The principle of a commons-oriented production mode is, therefore, design to share and to further develop jointly with others. Put in another way: Copying wanted! This brings the best outcomes for everyone.
The most interesting growth in the commons is uninteresting for economic growth.
In commons, the most interesting types of growth are the growth of knowledge and abilities, the richness of social relationships, the logic of time spent together rather than the logic of time saving — where it is not necessary to press ever more consumption out of ever less time. A commons, instead, evolves toward variety, autonomy, and self-organisation instead of monopolies.
The growth question, as posed in the capitalist market economy, plays no role in the commons.
It is far more the case that the commons demonstrates a way out of the growth dilemma. To get around the dilemma we need:
- An interweaving of technological and social innovation — which also means innovation in property relations
- Free knowledge sharing
- An — or, better, multiple — alternative(s) to the situation where money is the sole means of access to basic provisions. The need for money is not a good motive, nor a good reason to permanently keep [the] people busy, even when they are already busy in a variety of ways.

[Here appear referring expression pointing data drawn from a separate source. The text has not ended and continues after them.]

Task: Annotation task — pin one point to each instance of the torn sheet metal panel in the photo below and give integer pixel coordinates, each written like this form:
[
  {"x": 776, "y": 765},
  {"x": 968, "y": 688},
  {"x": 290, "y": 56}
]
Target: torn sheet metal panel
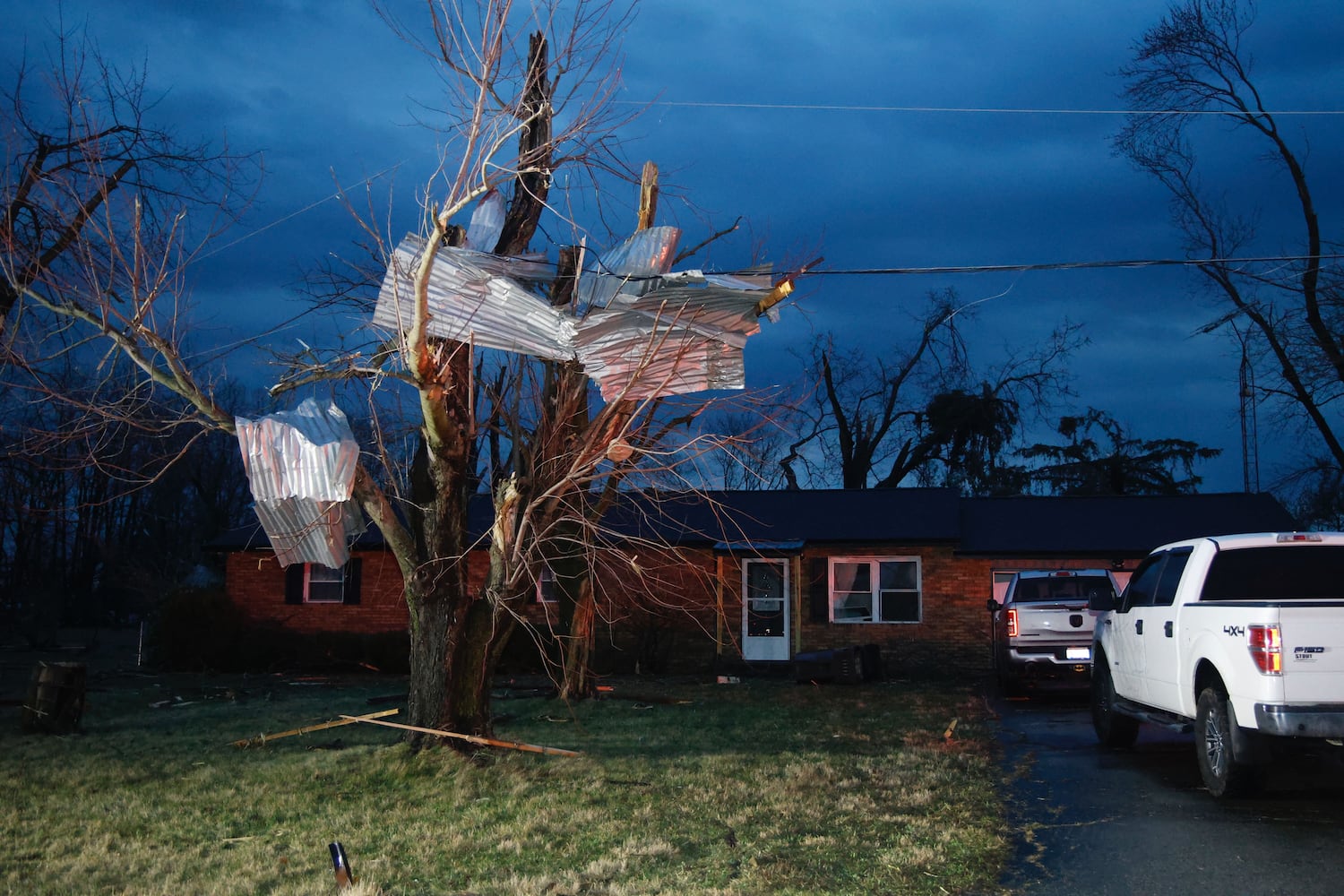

Adelheid Biesecker, who was a co-speaker in the discussion, had this to say about the last point: “We don’t have much time for employed labour any more. We have better things to do.”
We can find these better things in the commons. And the good news is: this is not pure theory. There is already a form of production which points beyond the usual institutions of market and state, chained together in the growth trap. This form of production is known as commons-based peer production, a concept about which Yochai Benkler has been influential.
What needs to be discussed is how this growth-independent form of innovation and production can be spread to more areas of production. And, indeed, important beginnings have been made on this front.
Translation: Brian Davey
1. For more on this point see Tim Jackson, 2011, Chapter 4. (Page numbers here refer to the German version of this book.)
2. For the sake of brevity, I leave aside the tendency to the falling rate of growth, as well as the problem of debt.
3. As it does in Germany or central Europe to a large extent, in most countries of the world the situation appears differently.
4. How else can it be explained that even the Green Party now wants to apply consumer incentives? What a structurally conservative idea! Renate Künast calls for 5,000 Euros for the purchase of cars. Although she knows that absolute decoupling is the current necessary agenda and that this cannot be achieved with the exchange of engines for individual transport.